Ses pieds, ses mains, chacun de ses muscles n’est que danse. Le seul mot qui me vient à l’esprit c’est perfection.

Une danseuse + un chorégraphe + un metteur en scène de théâtre + l’histoire d’un drôle de caméléon mi-homme, mi-femme = une étude passionnante sur la confusion des genres et des sexes.
Et à travers cette étude sur la confusion des sexes, sur les êtres ‘caméléons’, les 3 brillants créateurs et interprètes montrent aussi une intéressante étude sur la confusion des arts.

Dans cette histoire du Chevalier confus-confondant, on danse, on joue, on chante, on mime, on combat… bref on mêle les arts et les savoir-faire.

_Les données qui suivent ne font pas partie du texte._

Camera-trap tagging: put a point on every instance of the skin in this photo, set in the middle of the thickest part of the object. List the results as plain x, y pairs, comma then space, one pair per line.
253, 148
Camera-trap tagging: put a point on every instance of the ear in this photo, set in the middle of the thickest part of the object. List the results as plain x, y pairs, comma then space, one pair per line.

Et contrairement à ce qui s’était passé avec la pièce de Maguy Marin, cette fois-ci le mélange des genres apparaît comme une évidence et une idée de génie.
Mieux, cela donne à espérer que d’autres artistes vont oser.

Oh! Et puis les costumes sont signés Alexander McQueen. L’immense. L’artiste. Le magicien. Somptueux!!

Certains critiques se sont plaint d’approximation, de la diction à parfaire de Sylvie Guillem, de la danse de Robert Lepage, etc.
Mouais, si vous avez envie de faire les aigris qui râlent on doit pouvoir dire que Guillem n’est pas une actrice et Lepage pas un danseur.
Cela m’a beaucoup moins sauté aux yeux que Binoche s’essayant à la danse… voire pas du tout 🙂

J’ai trouvé une vidéo de bande annonce bien faite et qui restitue bien l’esprit du spectacle.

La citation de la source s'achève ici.